Individuelle Gesundheitsleistungen in der gesetzlichen Krankenversicherung

Im Jahre 1998 wurden die iGel-Leistungen in den deutschen Arztpraxen eingeführt. Sinn und Zweck waren die sinkenden Einnahmen der Ärzte im Gesundheitssystem zu kompensieren und dem Patienten neue Behandlungsmethoden und Zusatzleistungen zu eröffnen. Da die Kosten der Sonderleistungen nicht von den Krankenkassen übernommen werden, muss der Patient sie selbst bezahlen. Die Verbraucherzentralen stehen dem System der zusätzlichen Leistungen skeptisch gegenüber, da nicht alle individuellen Gesundheitsleistungen in der gesetzlichen Krankenversicherung für den Patienten sinnvoll sein sollen.
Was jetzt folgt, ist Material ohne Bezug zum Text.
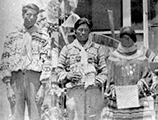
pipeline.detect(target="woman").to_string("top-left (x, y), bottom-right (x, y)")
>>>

Welche iGeL-Leistungen gibt es?

Zu Anfang sei gesagt, dass die unterschiedlichen einsehbaren Listen nicht verbindlich sind. Den Ärzten steht es frei, andere Zusatzleistungen als iGeL zu bezeichnen. Außerdem können in den Arztpraxen andere Sonderleistungen angeboten werden, die nicht zu den individuellen Gesundheitsleistungen in der gesetzlichen Krankenversicherung gehören. Für den Versicherten gibt es viele verschiedene Zusatzleistungen. Es besteht die Gefahr, dass nicht wirklich notwendige Behandlungsmethoden angewandt werden und der Patient dann auf hohen Kosten sitzen bleibt.

Die Leistungen von iGeL decken zahlreiche Bereiche ab. Dazu gehören unter anderem Vorsorge-Untersuchungen wie die jährliche Gesundheitsuntersuchung und Früherkennungsuntersuchungen. Ebenso umfasst es Impfberatungen für Reisen, den sportmedizinischen Fitness-Test und Eignungsuntersuchungen. Die Eignungsuntersuchungen überprüfen zum Beispiel die Tauglichkeit für das Tauchen oder Fliegen. Die medizinisch-kosmetischen Leistungen umfassen Beratungsgespräche zum Hauttyp, Verträglichkeitstests von Kosmetika oder das Entfernen von Tätowierungen. Stressbewältigungstraining oder Therapien gehören zum psychotherapeutischen Angebot. Zusätzliche iGeL-Leistungen finden sich in alternativen Heilverfahren, besondere Zusatzleistungen im Service der Arztpraxen oder bei Bedarf spezieller Laboruntersuchungen.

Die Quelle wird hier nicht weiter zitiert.